Milano, 14 ott. (Adnkronos) – Il 2020 per il mondo dell’acciaio si chiuderà “in modo sicuramente insoddisfacente sia per quanto riguarda i volumi che per ciò che concerne la redditività”. E’ quanto fa presente Federacciai, in occasione dell’assemblea della federazione delle imprese siderurgiche. Nei primi otto mesi dell’anno, la produzione è scesa del 17%.
In particolare, spiega il presidente Alessandro Banzato, “per il nostro settore già l’anno scorso si era chiuso con segnali recessivi (con volumi produttivi in calo del -5,2% – in linea con l’andamento europeo – e una contrazione delle marginalità), ma il 2020 si era aperto con piccoli segnali di ripresa che lasciavano ben sperare”. Poi, è arrivato il Covid e la produzione è scesa del 40% a marzo e del 30% ad aprile.
“A partire da maggio è iniziato un lento recupero che ci ha permesso di riassorbire una parte delle perdite precedenti arrivando a segnare ad agosto un aumento mensile del 9,7%. Il dato progressivo dei primi 8 mesi segna un meno 17%. Complessivamente stiamo andando meglio rispetto alla media europea che nei primi otto mesi dell’anno ha perso il 18,6% della produzione.
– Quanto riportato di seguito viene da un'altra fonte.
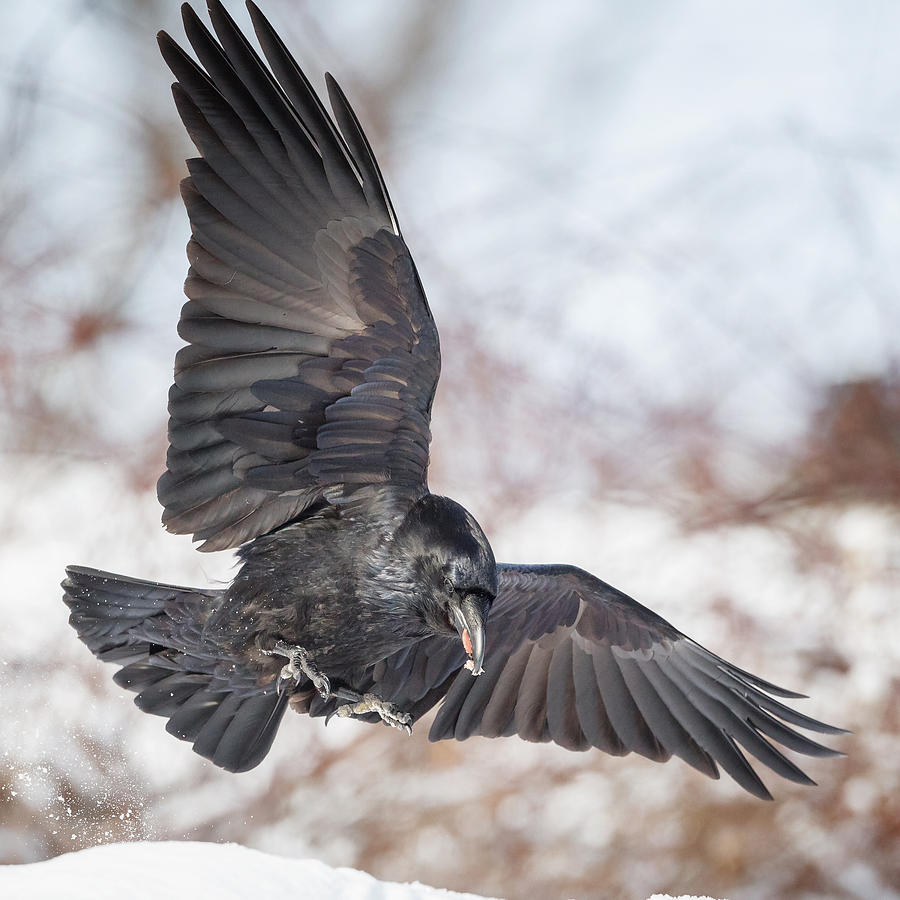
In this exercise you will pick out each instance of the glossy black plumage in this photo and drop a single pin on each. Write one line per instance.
(299, 432)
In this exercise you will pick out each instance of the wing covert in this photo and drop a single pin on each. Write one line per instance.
(312, 356)
(570, 659)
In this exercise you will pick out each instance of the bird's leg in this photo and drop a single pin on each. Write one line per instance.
(300, 663)
(361, 704)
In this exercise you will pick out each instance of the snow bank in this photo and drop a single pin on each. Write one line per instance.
(175, 869)
(224, 871)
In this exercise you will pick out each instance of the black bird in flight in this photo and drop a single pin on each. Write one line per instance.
(299, 431)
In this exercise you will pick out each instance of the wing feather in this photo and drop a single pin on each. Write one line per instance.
(312, 356)
(572, 660)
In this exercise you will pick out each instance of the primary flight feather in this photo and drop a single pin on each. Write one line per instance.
(299, 433)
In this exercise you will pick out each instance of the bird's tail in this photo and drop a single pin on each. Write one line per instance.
(155, 632)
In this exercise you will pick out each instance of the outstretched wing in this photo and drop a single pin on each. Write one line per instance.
(312, 357)
(570, 659)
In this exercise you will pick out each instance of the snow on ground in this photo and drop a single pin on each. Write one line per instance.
(224, 871)
(175, 869)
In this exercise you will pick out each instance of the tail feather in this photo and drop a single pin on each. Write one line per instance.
(155, 632)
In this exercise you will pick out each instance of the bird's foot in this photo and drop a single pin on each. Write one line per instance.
(389, 713)
(300, 663)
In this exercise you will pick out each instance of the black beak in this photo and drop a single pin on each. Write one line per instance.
(469, 621)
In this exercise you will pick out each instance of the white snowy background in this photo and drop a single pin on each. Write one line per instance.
(654, 235)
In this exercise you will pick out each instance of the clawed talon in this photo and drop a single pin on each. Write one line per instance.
(389, 713)
(300, 664)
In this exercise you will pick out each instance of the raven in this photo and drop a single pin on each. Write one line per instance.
(299, 433)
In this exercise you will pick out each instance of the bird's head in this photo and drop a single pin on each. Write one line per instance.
(456, 576)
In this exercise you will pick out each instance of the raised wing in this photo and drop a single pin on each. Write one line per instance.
(312, 357)
(570, 659)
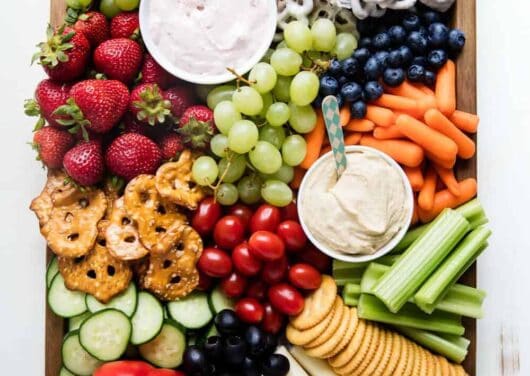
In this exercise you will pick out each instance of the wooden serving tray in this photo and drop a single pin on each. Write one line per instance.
(464, 18)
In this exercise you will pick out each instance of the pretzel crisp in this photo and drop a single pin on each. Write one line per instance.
(123, 240)
(71, 230)
(174, 182)
(158, 220)
(174, 275)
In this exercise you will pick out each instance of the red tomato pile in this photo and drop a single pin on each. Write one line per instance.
(262, 258)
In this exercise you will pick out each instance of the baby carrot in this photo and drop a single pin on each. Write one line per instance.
(380, 116)
(404, 152)
(436, 120)
(360, 125)
(465, 121)
(445, 88)
(314, 140)
(445, 199)
(432, 141)
(426, 196)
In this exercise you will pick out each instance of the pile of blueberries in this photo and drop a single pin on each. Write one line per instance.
(238, 350)
(401, 45)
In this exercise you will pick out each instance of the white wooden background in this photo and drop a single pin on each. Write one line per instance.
(504, 178)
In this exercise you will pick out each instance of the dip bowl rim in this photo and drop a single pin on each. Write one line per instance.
(385, 249)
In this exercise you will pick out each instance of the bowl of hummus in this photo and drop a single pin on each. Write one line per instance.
(197, 40)
(363, 214)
Siamo ormai quasi allineati all’andamento tedesco (-16,5%) e stiamo staccando Francia e Spagna che, a causa in alcuni casi di fermate degli impianti, perdono circa il 27% ciascuna. Fuori dal contesto europeo – sottolinea – la Cina prosegue invece la sua ‘marcia trionfale’ verso l’obiettivo di superare il miliardo di produzione annua. Con 689 milioni di tonnellate nei primi otto mesi segna un più 3,7% e rappresenta oggi il 58% dell’intera produzione mondiale”.